My friend Zara mentioned another great junior high school love of mine. Aside from Madeline L'Engle, the only science fiction I got truly obsessive about were Douglas Adams books: The Hitchhiker's Guide to the Galaxy trilogy (which is five books long), and the Dirk Gently books. Adams's brand of offbeat, deadpan humor made me dissolve into laughter, and I devoured the stories of hapless Arthur Dent, off with his towel in space with Zaphod Beeblebrox. The only gender discrepancy I remember in the Adams fan base of my youth was that I had a soft spot for So Long, and Thanks for All the Fish, the only book with a love story, while my male friends thought it was a little weaker. It's also the one where Arthur learns the secret of flight: you fall, and forget to hit the ground.
Finally, there is The Westing Game, by Ellen Raskin. Raskin calls her book "a puzzle mystery": the six apartments in brand-new Sunset Towers on the shores of Lake Michigan are rented out to families chosen for reasons which are only explained by the book's end.

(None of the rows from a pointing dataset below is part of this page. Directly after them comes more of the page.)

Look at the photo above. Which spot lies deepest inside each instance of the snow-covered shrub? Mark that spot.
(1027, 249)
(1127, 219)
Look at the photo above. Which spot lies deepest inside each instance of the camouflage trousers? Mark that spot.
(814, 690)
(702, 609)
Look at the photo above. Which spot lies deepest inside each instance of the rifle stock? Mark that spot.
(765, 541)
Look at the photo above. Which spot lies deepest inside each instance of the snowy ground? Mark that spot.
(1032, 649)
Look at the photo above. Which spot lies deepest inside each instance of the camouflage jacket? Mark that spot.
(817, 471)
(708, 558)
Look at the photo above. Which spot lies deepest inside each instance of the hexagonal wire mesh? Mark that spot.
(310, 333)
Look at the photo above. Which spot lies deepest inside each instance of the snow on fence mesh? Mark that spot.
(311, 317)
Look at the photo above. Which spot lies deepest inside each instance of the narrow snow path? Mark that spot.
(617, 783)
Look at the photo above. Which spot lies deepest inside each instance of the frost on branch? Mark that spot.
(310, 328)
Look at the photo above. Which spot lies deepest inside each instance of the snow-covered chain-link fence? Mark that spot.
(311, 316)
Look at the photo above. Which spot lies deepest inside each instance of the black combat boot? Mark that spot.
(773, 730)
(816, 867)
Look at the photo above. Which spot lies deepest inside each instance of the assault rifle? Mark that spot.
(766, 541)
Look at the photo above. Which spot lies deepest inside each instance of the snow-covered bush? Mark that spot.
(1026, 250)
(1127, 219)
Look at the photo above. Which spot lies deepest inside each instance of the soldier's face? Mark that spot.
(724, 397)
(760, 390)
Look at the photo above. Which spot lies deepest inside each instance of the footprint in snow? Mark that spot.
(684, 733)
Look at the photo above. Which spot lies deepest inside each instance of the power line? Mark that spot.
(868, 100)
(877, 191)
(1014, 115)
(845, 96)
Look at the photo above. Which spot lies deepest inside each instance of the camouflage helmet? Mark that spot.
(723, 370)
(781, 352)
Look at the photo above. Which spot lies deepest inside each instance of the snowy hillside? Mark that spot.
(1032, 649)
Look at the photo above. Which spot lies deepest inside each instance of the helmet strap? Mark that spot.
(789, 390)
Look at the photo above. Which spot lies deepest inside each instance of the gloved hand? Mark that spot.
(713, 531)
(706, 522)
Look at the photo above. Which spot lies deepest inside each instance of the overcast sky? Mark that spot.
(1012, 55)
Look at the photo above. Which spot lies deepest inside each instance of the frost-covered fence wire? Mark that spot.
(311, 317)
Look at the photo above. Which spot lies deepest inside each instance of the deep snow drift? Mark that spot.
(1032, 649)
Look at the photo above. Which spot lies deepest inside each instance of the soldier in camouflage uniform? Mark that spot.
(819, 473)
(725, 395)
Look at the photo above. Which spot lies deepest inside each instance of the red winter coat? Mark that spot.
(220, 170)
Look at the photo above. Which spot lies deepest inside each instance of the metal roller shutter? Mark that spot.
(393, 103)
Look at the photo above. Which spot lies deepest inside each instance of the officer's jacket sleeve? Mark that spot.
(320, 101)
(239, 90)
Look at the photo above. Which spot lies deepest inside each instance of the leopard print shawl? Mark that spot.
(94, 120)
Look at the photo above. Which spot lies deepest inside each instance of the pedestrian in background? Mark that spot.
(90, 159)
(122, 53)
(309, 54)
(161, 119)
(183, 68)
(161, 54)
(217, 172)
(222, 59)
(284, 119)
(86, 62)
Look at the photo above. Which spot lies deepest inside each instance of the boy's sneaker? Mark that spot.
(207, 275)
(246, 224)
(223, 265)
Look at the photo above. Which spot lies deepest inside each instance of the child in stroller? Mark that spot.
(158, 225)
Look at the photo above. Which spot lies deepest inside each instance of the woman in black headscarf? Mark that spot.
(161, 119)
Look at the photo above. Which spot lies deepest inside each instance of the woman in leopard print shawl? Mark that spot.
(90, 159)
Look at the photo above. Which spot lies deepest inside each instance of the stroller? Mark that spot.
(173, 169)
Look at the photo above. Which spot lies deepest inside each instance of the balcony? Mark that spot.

Who were these people, these specially selected tenants? They were mothers and fathers and children. A dressmaker, a secretary, an inventor, a doctor, a judge. And, oh yes, one was a bookie, one was a burglar, one was a bomber, and one was a mistake. Barney Northrup had rented one of the apartments to the wrong person.
The empty Westing mansion looks down at them from up on the north cliff -- Sam Westing disappeared fifteen years before. Then, on Halloween evening, smoke begins to rise from the chimney....
The cast of characters is decently diverse -- the judge is a black woman, the family who owns the top-floor restaurant are Chinese -- and one of the protagonists is a spunky 13-year old girl named Turtle Wexler. The mystery is such that I didn't fully understand the ending the first time I read it (probably at age 10 or so), but loved it anyway. It rewards rereading.
So I read it, and reread it, and then for years I forgot The Westing Game, until one day a year out of college, shortly before I was leaving the Boston area to move to Seattle for a year, I noticed it again on the bookshelf of a male friend I was just getting to know better. He happened to have two copies; he had been obsessed with the book himself; he gave me one of them. Reader, I married him.